Es gibt Lieblingsworte, die benutzt man immer wieder, ohne besonders darüber nachzudenken. Das können einsilbige Wörter sein wie z.B. "Ne!", "Gut!", "So!", "Klar!"
Sie wissen, wovon ich rede? Möglicherweise haben auch Sie das eine oder andere Lieblingswort, das Sie auf inflationäre Art verwenden, vielleicht sogar an jeden Satz anhängen?

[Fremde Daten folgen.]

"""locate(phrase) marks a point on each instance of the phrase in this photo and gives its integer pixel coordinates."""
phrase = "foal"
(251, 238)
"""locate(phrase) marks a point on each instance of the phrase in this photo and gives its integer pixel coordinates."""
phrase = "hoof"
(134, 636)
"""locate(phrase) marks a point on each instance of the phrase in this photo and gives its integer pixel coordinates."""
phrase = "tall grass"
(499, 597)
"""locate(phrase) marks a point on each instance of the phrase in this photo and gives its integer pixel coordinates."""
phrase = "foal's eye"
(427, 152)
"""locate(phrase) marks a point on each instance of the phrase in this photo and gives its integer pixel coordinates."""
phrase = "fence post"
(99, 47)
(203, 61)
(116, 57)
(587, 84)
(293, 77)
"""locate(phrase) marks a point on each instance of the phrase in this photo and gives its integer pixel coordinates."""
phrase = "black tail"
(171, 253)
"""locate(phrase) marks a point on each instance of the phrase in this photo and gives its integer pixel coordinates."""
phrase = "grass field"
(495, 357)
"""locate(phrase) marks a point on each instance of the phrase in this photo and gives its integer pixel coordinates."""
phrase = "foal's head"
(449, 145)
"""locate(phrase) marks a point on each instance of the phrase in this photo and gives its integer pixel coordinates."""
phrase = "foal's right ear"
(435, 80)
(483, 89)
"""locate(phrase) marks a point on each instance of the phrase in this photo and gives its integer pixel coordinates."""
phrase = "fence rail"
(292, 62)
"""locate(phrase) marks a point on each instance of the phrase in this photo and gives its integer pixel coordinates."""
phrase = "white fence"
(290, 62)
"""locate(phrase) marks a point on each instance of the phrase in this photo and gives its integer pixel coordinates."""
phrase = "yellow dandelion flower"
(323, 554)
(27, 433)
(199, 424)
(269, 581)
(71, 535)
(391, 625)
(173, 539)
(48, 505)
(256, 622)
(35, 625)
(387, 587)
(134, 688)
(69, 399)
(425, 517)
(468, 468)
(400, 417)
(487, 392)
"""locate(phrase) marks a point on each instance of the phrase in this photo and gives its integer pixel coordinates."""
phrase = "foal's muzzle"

Meines Liebsten Lieblingswort war bis vor Kurzem "So!" Jeder Ansatz von Aktivität und jedes Ende einer anderen, jede Veränderung der Liegeposition wurde mit diesem Wörtchen eingeleitet und viele Äußerungen mit "So!" bekräftigt. Nachdem ich das entdeckt und ihn darauf aufmerksam gemacht hatte, waren wir beide sensibilisiert für diese beiden Buchstaben. Ich kam auf die Idee, eine "So!-Kasse" einzurichten, in die jeder von uns beiden, der dieses Wörtchen benutzt, einen Euro einzuzahlen hatte. Er verweigerte dies mit der Begründung, dass ihn diese Maßnahme innerhalb kürzester Zeit in die Armut treiben würde.
Dann jedoch geschah Seltsames! Voller Entsetzen stellte ich fest, dass ich ebenfalls "So!" sagte, und zwar zu jeder sich bietenden Gelegenheit. Daher war ich erleichtert über das Nichtvorhandensein der besagten Kasse, zumal der Liebste mir jedes "So!" voller Zufriedenheit aufs Butterbrot schmierte. Und nicht nur wir beide, unsere ganze Umgebung warf uns ein "So!" nach dem nächsten um die Ohren. Erst gestern ertappte ich den chinesischen Restaurantbesitzer dabei, wie er nach dem Auffüllen des Buffets ein zufriedenes "So!" von sich gab. Wirklich, es "so"-t an allen Ecken und Enden. Der Einzige, der es kaum noch benutzt, ist der Liebste.